Оценить:
 Рейтинг: 4.6

Сочинения

Год написания книги
2015
<< 1 ... 52 53 54 55 56 57 58 59 60 ... 155 >>
На страницу:
56 из 155
Настройки чтения
Размер шрифта
Высота строк
Поля

– Сударыня, проговорил журналист, раскланиваясь, я не забыл вашего любезного приглашения…

Она отвечала ему с любезностью и, улыбаясь, вернулась к своему месту. Фошри поклонился графу Мюффа. Затем он несколько растерянно посмотрел вокруг себя; из присутствовавших он знал только одного Стейнера. Вандевр, оглянувшись, пожал ему руку. Фошри, довольный этой встречей, тотчас же отвел его в сторону и проговорил вполголоса:

– До завтра, не правда ли? Вы там будете?

– Еще бы!

– В 12 часов у нее.

– Я знаю, знаю… Я буду там с Бланш.

Он спешил вернуться к дамам, чтобы сказать несколько слов в пользу Бисмарка.
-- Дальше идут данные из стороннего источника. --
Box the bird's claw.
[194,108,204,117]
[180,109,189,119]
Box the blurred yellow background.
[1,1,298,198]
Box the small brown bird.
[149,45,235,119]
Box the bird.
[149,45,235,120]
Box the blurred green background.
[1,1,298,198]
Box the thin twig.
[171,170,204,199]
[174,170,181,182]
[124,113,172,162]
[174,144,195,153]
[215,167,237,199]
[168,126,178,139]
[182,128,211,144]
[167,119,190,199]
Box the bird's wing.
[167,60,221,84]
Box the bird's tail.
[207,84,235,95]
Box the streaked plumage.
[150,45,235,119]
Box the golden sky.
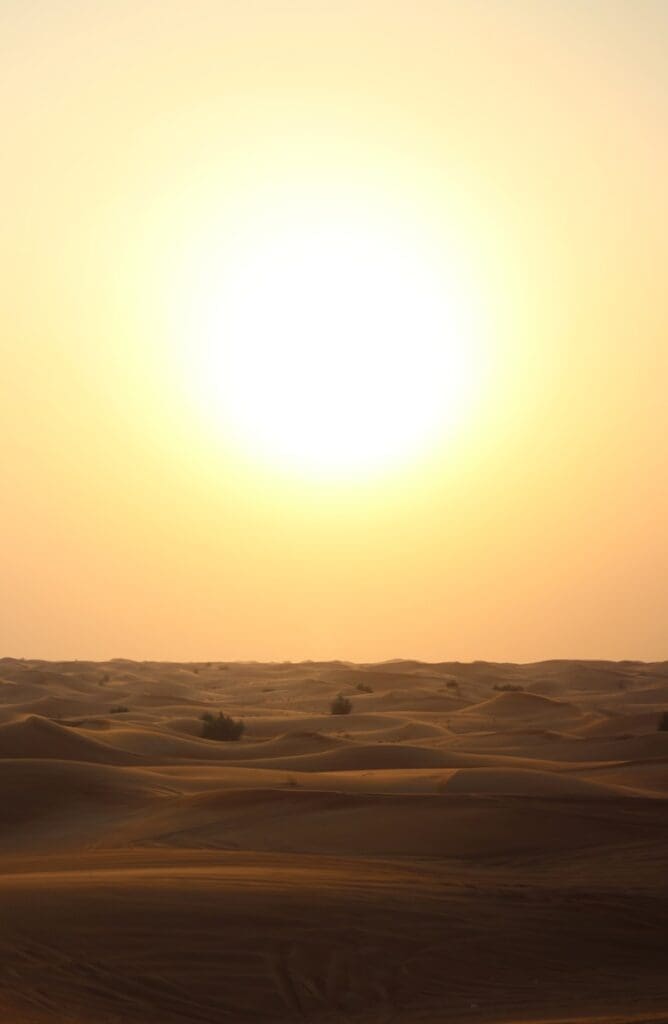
[0,0,668,660]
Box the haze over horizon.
[0,0,668,663]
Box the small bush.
[202,711,246,739]
[329,693,352,715]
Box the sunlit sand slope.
[0,658,668,1024]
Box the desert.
[0,658,668,1024]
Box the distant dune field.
[0,658,668,1024]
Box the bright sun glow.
[172,189,481,474]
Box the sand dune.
[0,658,668,1024]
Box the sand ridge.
[0,658,668,1024]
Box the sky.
[0,0,668,662]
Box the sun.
[175,191,481,475]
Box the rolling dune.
[0,658,668,1024]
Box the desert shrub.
[329,693,352,715]
[202,711,246,739]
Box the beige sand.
[0,658,668,1024]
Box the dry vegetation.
[0,658,668,1024]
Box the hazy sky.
[0,0,668,660]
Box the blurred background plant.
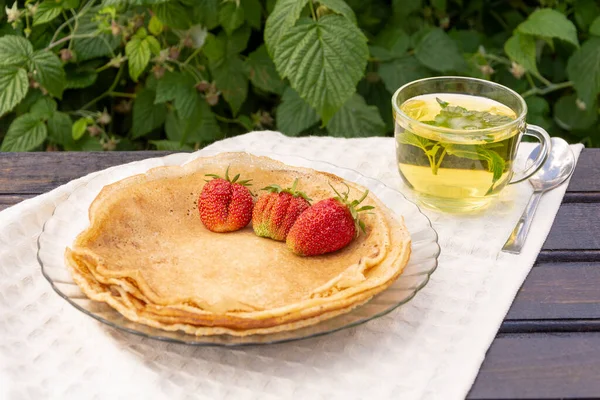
[0,0,600,151]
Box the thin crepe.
[66,153,410,335]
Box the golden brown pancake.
[66,153,410,336]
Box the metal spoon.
[502,137,575,254]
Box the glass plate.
[38,152,440,346]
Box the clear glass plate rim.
[36,151,441,347]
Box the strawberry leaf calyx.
[329,182,375,236]
[261,178,312,202]
[205,166,252,186]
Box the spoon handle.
[502,192,543,254]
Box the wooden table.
[0,149,600,399]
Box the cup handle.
[508,124,552,185]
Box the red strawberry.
[198,167,254,232]
[286,186,374,256]
[252,179,310,241]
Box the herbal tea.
[396,93,520,211]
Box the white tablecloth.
[0,132,582,400]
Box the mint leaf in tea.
[396,93,519,206]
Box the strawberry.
[198,167,254,232]
[252,179,310,241]
[286,185,374,256]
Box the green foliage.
[0,0,600,152]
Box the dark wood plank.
[0,195,34,211]
[538,203,600,250]
[506,262,600,320]
[0,151,169,194]
[568,149,600,192]
[468,333,600,400]
[0,149,600,194]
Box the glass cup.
[392,76,551,213]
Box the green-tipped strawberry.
[198,167,254,232]
[252,179,310,241]
[286,185,374,256]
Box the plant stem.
[536,75,552,86]
[525,72,537,89]
[183,47,202,65]
[50,0,95,45]
[308,0,318,21]
[108,92,135,99]
[521,81,573,97]
[46,33,96,50]
[81,65,123,110]
[483,54,512,65]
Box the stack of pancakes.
[66,153,410,336]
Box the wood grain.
[538,205,600,250]
[468,333,600,400]
[569,149,600,192]
[0,195,34,211]
[0,151,169,194]
[0,149,600,194]
[506,262,600,320]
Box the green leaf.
[567,37,600,108]
[0,35,33,66]
[276,87,319,136]
[590,17,600,36]
[356,79,394,132]
[431,0,446,11]
[379,56,431,93]
[144,36,160,56]
[154,72,199,119]
[396,131,432,154]
[102,0,171,6]
[415,28,466,72]
[29,50,67,99]
[240,0,262,30]
[62,0,79,9]
[574,0,600,31]
[165,99,223,144]
[148,140,194,151]
[47,111,75,150]
[265,0,309,55]
[319,0,356,24]
[0,66,29,116]
[202,25,250,63]
[125,37,151,82]
[131,89,167,139]
[148,15,163,36]
[327,94,385,137]
[0,114,48,151]
[504,33,540,77]
[554,95,598,131]
[33,0,62,26]
[274,14,369,124]
[14,89,44,116]
[71,118,88,140]
[152,1,192,29]
[246,45,285,94]
[65,65,98,89]
[373,24,410,57]
[444,144,506,184]
[525,96,552,129]
[210,55,248,116]
[219,2,244,35]
[448,29,485,53]
[73,11,121,62]
[29,97,56,119]
[392,0,423,16]
[190,0,220,29]
[517,8,579,47]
Фошри остановил его.

– Никогда вы не угадаете, какое она дала мне поручение.

Легким движением он указал на графа Мюффа, который в эту минуту обсуждал какую-то статью бюджета с депутатами.

– Не может быть, – смеясь, сказал Вандевр, озадаченный.
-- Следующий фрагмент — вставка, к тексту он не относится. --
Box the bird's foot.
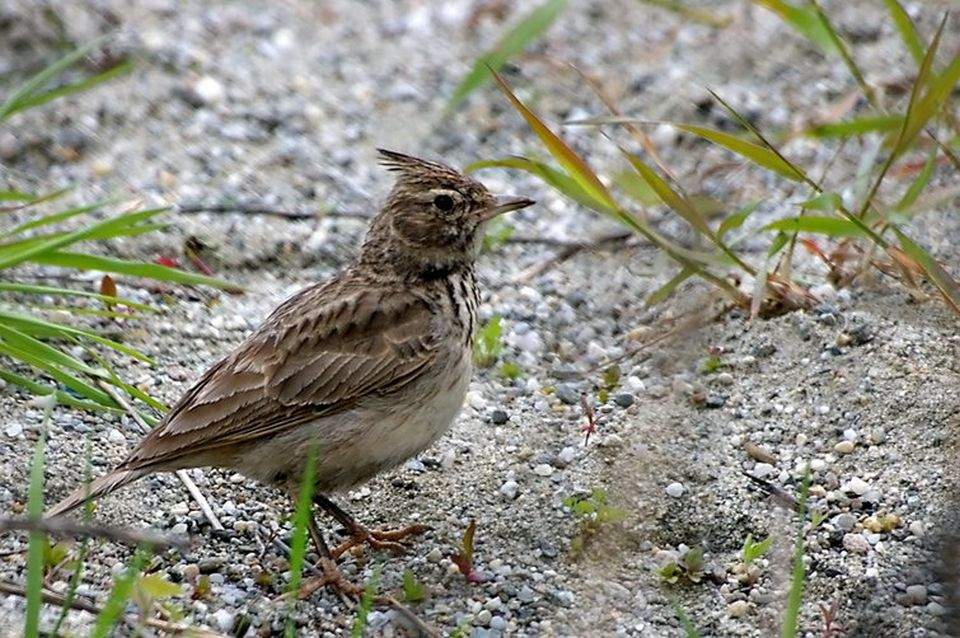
[298,558,363,600]
[330,524,430,559]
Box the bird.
[46,149,534,595]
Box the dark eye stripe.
[433,195,453,212]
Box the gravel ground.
[0,0,960,636]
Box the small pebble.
[843,534,870,554]
[556,383,580,405]
[833,512,857,532]
[841,476,870,496]
[904,585,927,605]
[833,439,855,454]
[533,463,553,476]
[664,482,684,498]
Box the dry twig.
[0,517,190,549]
[100,381,223,530]
[0,580,226,638]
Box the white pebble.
[753,463,776,478]
[833,439,854,454]
[193,75,226,104]
[533,463,553,476]
[213,609,236,632]
[841,476,870,496]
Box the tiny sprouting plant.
[657,547,705,585]
[473,315,503,368]
[403,569,427,603]
[483,218,516,253]
[563,487,627,554]
[350,565,380,638]
[450,519,483,583]
[740,534,773,565]
[597,365,620,403]
[580,394,597,447]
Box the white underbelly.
[235,364,470,492]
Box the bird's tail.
[44,470,146,518]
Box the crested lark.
[48,150,533,593]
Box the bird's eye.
[433,195,453,213]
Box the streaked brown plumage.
[48,151,532,596]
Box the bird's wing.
[121,285,439,469]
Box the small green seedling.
[473,315,503,368]
[403,569,427,603]
[350,565,380,638]
[563,488,627,554]
[741,534,773,565]
[483,219,515,253]
[657,547,704,585]
[597,365,620,403]
[498,361,523,381]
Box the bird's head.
[361,149,534,276]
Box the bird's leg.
[298,496,363,599]
[313,494,430,559]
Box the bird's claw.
[330,524,430,559]
[298,558,363,600]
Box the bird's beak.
[480,197,536,221]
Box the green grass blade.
[888,16,948,158]
[0,36,106,122]
[807,0,880,108]
[613,169,660,206]
[6,61,133,116]
[626,153,713,236]
[640,0,732,29]
[284,447,317,638]
[753,0,838,54]
[0,323,105,377]
[883,0,926,64]
[0,342,116,406]
[0,310,153,365]
[673,600,700,638]
[90,548,149,638]
[643,268,697,307]
[780,467,810,638]
[0,202,104,238]
[0,281,156,312]
[50,434,93,636]
[0,368,123,413]
[892,231,960,315]
[0,208,165,270]
[493,72,618,209]
[350,565,381,638]
[23,410,50,638]
[803,115,903,139]
[446,0,566,113]
[464,157,613,214]
[894,146,937,211]
[762,215,866,237]
[0,190,37,202]
[33,251,243,292]
[675,124,803,182]
[717,202,760,239]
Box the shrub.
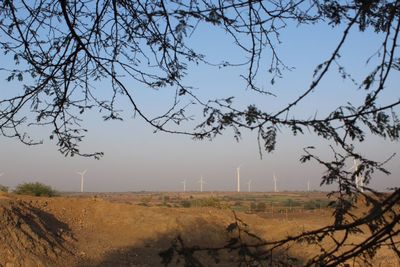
[0,184,8,193]
[181,200,192,208]
[257,202,267,212]
[250,202,257,211]
[14,183,58,197]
– Честное слово! Я обещал его привести. Я отчасти затем и приехал. Оба молча улыбнулись; Вандевр, вернувшись к дамам, воскликнул:

– Я, напротив, утверждал, что Бисмарк очень умен… Он при мне, однажды, выразился очень остроумно.
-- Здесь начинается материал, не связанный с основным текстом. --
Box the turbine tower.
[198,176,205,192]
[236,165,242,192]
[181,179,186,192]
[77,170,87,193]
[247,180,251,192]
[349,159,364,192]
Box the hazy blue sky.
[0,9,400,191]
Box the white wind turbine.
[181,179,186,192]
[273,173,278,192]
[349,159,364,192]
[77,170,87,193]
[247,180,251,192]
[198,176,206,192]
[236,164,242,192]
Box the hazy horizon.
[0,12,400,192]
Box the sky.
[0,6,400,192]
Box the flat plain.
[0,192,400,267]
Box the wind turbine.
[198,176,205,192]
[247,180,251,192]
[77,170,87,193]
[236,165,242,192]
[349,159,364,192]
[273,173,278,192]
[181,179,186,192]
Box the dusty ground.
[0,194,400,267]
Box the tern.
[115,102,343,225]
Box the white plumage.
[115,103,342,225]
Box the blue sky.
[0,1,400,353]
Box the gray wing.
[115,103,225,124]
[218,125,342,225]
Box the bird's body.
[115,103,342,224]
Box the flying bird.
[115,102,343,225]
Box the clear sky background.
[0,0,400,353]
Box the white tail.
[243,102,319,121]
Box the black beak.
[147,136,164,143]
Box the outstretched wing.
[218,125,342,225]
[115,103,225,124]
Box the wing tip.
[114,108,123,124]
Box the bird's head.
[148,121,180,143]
Однако Ла-Фалуаз слышал несколько слов, произнесенных вполголоса Фошри; он следил за ним, надеясь получить объяснение, которого, однако, не последовало. О ком шла речь? Что будет на другой день в полночь? Он не выпускал из виду своего кузена. Фошри сидел в отдалении. Его интересовала графиня Сабина. Фошри слыхал о ней прежде; он знал, что она вышла замуж в 17 лет и ей теперь не более 34-х. Со времени своего замужества она вела уединенную жизнь в обществе мужа и его матери. В свете одни считали ее холодной ханжей; другие жалели ее вспоминая ее веселый смех и пламенный взгляд, ранее того времени, когда она заперлась в этом мрачном и печальном доме. Фошри наблюдал ее и сомневался. Один из его друзей, недавно умерших, бывший чиновником в Мексике, после одного обеда, грубо доверил ему одну тайну, как это иногда бывает с людьми даже осторожными. Но то были смутные воспоминания, разговор происходил после хорошего обеда; Фошри сомневался при виде графини в черном, со спокойной улыбкой, среди старинного салона. Лампа, стоявшая позади нее, освещала ее тонкий, профиль, и только несколько полные губы, отчасти, обличали ее гордую чувственность.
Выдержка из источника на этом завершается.